We present a data structure to randomly sample rows from the Khatri-Rao product of several matrices according to the exact distribution of its leverage scores. Our proposed sampler draws each row in time logarithmic in the height of the Khatri-Rao product and quadratic in its column count, with persistent space overhead at most the size of the input matrices. As a result, it tractably draws samples even when the matrices forming the Khatri-Rao product have tens of millions of rows each. When used to sketch the linear least-squares problems arising in Candecomp / PARAFAC decomposition, our method achieves lower asymptotic complexity per solve than recent state-of-the-art methods. Experiments on billion-scale sparse tensors and synthetic data validate our theoretical claims, with our algorithm achieving higher accuracy than competing methods as the decomposition rank grows.
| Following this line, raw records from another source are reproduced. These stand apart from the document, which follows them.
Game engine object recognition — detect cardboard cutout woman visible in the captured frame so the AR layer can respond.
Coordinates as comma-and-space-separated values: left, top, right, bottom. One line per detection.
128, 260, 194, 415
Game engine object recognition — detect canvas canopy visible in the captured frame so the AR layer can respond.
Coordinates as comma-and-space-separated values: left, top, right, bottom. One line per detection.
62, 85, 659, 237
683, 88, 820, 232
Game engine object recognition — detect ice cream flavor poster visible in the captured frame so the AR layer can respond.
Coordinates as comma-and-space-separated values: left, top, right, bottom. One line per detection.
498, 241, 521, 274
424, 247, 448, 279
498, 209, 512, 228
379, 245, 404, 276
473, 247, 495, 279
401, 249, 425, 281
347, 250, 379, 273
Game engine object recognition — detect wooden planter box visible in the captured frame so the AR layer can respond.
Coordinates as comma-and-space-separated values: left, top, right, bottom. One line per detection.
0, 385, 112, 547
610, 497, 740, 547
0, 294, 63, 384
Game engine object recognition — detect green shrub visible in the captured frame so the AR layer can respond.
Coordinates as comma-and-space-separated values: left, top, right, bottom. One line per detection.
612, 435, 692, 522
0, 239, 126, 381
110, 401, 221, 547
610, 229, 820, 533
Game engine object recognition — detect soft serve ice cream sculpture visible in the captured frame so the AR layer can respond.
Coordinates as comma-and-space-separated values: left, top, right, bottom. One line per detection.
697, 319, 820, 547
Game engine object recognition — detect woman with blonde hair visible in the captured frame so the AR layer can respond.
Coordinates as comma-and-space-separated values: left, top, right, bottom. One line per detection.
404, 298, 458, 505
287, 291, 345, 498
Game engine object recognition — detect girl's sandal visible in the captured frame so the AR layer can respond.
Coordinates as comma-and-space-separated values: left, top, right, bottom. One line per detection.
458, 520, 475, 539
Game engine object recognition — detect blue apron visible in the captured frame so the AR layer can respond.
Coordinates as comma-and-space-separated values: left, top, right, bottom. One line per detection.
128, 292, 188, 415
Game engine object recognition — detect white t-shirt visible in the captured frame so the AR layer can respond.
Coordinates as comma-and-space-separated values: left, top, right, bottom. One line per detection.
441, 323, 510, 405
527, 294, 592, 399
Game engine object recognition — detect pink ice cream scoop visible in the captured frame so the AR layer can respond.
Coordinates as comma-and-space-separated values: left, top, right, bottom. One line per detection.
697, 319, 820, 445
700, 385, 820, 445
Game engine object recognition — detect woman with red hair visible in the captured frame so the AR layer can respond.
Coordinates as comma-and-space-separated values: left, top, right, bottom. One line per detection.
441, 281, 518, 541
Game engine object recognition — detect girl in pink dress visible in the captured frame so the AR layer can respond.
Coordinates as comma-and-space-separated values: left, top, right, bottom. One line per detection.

翻译：我们提出一种数据结构，用于根据多个矩阵的Khatri-Rao乘积的杠杆分数精确分布对其行进行随机采样。所提出的采样器以Khatri-Rao乘积高度对数时间、列数平方时间抽取每一行，同时最大持久空间开销不超过输入矩阵的规模。因此，即使构成Khatri-Rao乘积的矩阵每行各有数千万行，该采样器也能高效地进行采样。当该方法用于对Candecomp/PARAFAC分解中的线性最小二乘问题进行草图化处理时，每次求解的渐近复杂度低于当前最新方法。在十亿级稀疏张量和合成数据上的实验结果验证了我们的理论主张：随着分解秩的增加，我们的算法相比竞争方法实现了更高的精度。